Basically you cant just take your client’s word for it that the numbers they give you are correct. You need to do some level of verification, i.e. check the W2, 1099, etc.
Applejinx
@Chyron HR: Yup.
In fairness, I have said many critical things about Hillary, all of them more nuanced than ‘Hillary sux’. That’s why it matters when I turn around and explore positive or practical things about supporting Hillary for president.

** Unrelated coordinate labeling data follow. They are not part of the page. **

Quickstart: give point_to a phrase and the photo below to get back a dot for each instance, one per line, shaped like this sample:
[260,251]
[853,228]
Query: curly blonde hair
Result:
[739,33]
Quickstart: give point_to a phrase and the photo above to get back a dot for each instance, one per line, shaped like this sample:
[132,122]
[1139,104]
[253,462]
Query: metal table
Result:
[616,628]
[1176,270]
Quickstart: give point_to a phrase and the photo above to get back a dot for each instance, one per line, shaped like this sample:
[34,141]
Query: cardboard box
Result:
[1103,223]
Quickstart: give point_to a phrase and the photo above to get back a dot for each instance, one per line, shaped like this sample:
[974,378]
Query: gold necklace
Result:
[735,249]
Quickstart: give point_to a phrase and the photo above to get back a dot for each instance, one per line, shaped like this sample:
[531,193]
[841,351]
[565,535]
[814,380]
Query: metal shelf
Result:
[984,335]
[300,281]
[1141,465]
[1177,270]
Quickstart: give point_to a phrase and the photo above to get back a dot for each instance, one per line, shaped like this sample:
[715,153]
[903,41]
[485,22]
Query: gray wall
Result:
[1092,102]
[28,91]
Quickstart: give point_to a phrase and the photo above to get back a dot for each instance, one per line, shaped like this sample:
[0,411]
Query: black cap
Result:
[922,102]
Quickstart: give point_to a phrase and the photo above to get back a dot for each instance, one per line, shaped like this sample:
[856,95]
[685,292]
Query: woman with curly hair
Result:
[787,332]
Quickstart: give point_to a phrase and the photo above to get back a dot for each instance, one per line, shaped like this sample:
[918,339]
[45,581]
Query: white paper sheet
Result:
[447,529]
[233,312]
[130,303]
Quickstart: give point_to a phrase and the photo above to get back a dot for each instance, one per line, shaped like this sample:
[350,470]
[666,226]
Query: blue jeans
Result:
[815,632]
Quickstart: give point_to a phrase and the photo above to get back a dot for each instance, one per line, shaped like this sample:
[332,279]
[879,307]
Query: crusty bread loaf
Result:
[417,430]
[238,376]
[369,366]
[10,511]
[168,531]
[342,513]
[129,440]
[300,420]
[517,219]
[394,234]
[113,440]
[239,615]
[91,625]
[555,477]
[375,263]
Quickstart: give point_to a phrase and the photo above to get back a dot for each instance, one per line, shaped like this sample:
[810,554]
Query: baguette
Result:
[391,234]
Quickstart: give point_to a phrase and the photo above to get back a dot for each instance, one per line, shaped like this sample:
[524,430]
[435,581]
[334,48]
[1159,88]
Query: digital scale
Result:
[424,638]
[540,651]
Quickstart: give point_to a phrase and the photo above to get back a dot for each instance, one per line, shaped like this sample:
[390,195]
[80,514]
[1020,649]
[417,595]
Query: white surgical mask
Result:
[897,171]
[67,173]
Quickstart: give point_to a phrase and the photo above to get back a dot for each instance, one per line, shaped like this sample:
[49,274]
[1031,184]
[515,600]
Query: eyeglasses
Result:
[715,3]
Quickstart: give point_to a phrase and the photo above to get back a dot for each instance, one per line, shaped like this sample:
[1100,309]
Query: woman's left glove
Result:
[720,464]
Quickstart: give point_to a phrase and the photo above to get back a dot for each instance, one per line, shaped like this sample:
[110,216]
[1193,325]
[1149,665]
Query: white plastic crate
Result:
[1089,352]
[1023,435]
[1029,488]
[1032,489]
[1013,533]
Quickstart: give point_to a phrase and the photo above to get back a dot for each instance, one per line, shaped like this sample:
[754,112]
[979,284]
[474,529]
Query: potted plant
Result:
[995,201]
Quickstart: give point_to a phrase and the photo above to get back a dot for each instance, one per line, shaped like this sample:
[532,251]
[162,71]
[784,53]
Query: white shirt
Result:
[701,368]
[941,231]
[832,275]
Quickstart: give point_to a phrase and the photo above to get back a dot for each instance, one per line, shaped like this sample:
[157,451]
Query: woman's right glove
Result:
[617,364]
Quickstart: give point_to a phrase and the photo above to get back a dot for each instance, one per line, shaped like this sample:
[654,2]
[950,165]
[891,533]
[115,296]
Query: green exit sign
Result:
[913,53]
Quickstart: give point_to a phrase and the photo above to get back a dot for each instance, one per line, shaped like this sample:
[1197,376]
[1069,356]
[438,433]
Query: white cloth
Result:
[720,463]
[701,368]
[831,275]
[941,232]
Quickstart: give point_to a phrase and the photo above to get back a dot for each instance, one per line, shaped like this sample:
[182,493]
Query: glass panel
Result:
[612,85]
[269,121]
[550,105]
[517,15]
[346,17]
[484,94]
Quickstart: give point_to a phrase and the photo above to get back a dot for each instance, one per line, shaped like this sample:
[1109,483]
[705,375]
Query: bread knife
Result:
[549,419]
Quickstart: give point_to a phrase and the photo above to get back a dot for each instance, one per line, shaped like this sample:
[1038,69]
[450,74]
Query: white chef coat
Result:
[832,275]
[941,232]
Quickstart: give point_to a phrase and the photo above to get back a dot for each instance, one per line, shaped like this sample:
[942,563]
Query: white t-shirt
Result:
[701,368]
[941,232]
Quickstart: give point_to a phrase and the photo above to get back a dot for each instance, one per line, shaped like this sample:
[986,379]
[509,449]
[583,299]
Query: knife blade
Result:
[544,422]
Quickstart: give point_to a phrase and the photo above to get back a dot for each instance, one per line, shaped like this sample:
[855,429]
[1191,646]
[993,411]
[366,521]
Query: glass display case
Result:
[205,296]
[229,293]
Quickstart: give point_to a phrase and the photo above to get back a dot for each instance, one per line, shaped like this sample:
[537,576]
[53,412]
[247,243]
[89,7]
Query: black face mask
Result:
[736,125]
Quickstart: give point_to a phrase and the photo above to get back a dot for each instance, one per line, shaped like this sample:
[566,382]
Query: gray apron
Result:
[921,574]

Other people who come off as ‘Hillary sux’ will also have to decide to back her in the general election, which is why the nuanced approach is helpful and your approach is apparently not. You might try looking at that a little bit: Hillary can’t do it on the strength of her winning, sincere personality alone ;P
(note: I’m not proposing to elect a prom queen here, so let’s not jump to strange conclusions over a bit of well-earned snark)
Tim C.
@Applejinx: And there really is a big difference between someone who is honestly trying to relate info and opinions and someone who just keeps throwing crap against the wall. A lot of the accusations about “trolling” is really a different conversation about people who believe things that are demonstrably untrue and don’t accept the reality. A troll is someone who simply comes in to be a jerk. The line on that is fuzzy and arguable so sometimes… drama. I include myself in the group of people who sometimes open their mouth when they should be quiet.
Tim C.
@gene108: Which is why I smelled the whiff of BS on his story. He often takes the right-wing narrative as fact on issues and then is genuinely surprised when it turns out not to be true. The King decision is a prime example. He was going on last year about how Obamacare was set up to punish states that don’t make an exchange (The central argument of the King plaintiffs) and seemed genuinely bewildered when I pointed out that that *wasn’t* how the law was intended to work. HE had absorbed the RW narrative and had no idea that it wasn’t true in any aspect.
sherparick
Another reason to remember what at stake in the upcoming election. I expect all the BernieBros have their parents health care in a pinch. Not so much those ungrateful working class Blacks and Hispanics who have been voting for Hilary.